Cos’ha Sinner che lo caratterizza, che lo rende unico?
Il tennis è velocità di braccio e gambe, coordinazione, impatto sulla palla, colpo d’occhio. Servono per tirare diritti e rovesci sulle righe, ace, volée, smash, ma non bastano. I grandi campioni che hanno fatto la storia del nostro sport, e non parlo solo dei big three, hanno in dono delle doti nascoste che diventano fondamentali per cambiare le sorti di un match che stanno perdendo o che improvvisamente si complica.
Sono l’intelligenza tattica che permette di variare in corso d’opera la strategia studiata a tavolino perché non sta dando i risultati sperati, il saper rischiare nei punti che fanno la differenza, sempre più spesso pochissimi in un match, il ripartire in ogni momento con la giusta concentrazione e determinazione lasciandosi alle spalle gli errori gratuiti che in ogni partita non è mai possibile eliminare del tutto.
Qualcosa di più della determinazione e della volontà, qualcosa meno dell’infallibilità: si chiama talento, sono solo pochi i fortunati che possono dire di averlo. Lo tirano fuori dal cassetto quando serve veramente, per poi nasconderlo immediatamente per le occasioni successive. Centra poco con la classe, lo stile ma anche con la tecnica che viene dispensata a piene mani quando s’incontrano i maestri, sono tanti, che la sanno insegnare. Il talento, quello puro, non si insegna perché è scritto nei cromosomi, si porta quindi da casa.

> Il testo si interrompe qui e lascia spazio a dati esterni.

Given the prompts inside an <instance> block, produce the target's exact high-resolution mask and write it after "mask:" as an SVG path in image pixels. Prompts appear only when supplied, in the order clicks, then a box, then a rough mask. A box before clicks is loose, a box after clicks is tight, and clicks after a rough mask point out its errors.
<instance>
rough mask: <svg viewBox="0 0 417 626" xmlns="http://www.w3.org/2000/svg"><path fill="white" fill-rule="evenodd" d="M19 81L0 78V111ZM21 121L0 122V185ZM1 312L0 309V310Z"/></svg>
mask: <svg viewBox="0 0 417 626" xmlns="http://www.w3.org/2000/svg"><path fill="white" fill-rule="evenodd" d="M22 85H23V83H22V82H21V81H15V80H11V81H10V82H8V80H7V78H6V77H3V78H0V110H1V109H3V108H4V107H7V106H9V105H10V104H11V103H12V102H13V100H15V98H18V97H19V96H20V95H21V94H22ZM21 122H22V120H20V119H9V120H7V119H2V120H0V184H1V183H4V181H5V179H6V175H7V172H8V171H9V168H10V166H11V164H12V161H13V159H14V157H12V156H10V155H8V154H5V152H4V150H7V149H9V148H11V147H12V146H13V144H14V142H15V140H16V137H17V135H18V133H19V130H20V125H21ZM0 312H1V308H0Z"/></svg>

Vedendo Sinner, non solo in questi giorni, ho capito che è dotato di un immenso talento che va ben oltre le sue doti tecniche e fisiche che pure sono di primissimo piano. E’ capace di recuperare partite che sembrano quasi arrivate ai titoli di coda. Con la tenacia dei predestinati, game dopo game sa riprendere in mano match che sta perdendo o che si stanno complicando. Nei momenti decisivi, come d’incanto, gioca diritti incontenibili in progressione, va a prendersi punti a rete che non è a oggi il suo territorio di caccia preferito, abbassa il numero degli errori gratuiti, pochissimi nei momenti decisivi.
Coach Patti parla di 150 partite da giocare prima di essere competitivo ad altissimo livello. Lui è quasi a metà dell’opera. Per la primavera-estate ’22, come per le migliori collezioni, il lavoro potrebbe essere ultimato. Da quel momento ci divertiremo come non mai. Se Piatti avesse sbagliato i conti, anche solo di qualche mese, la nostra stella incomincerà a brillare ancora prima nel firmamento tennistico mondiale.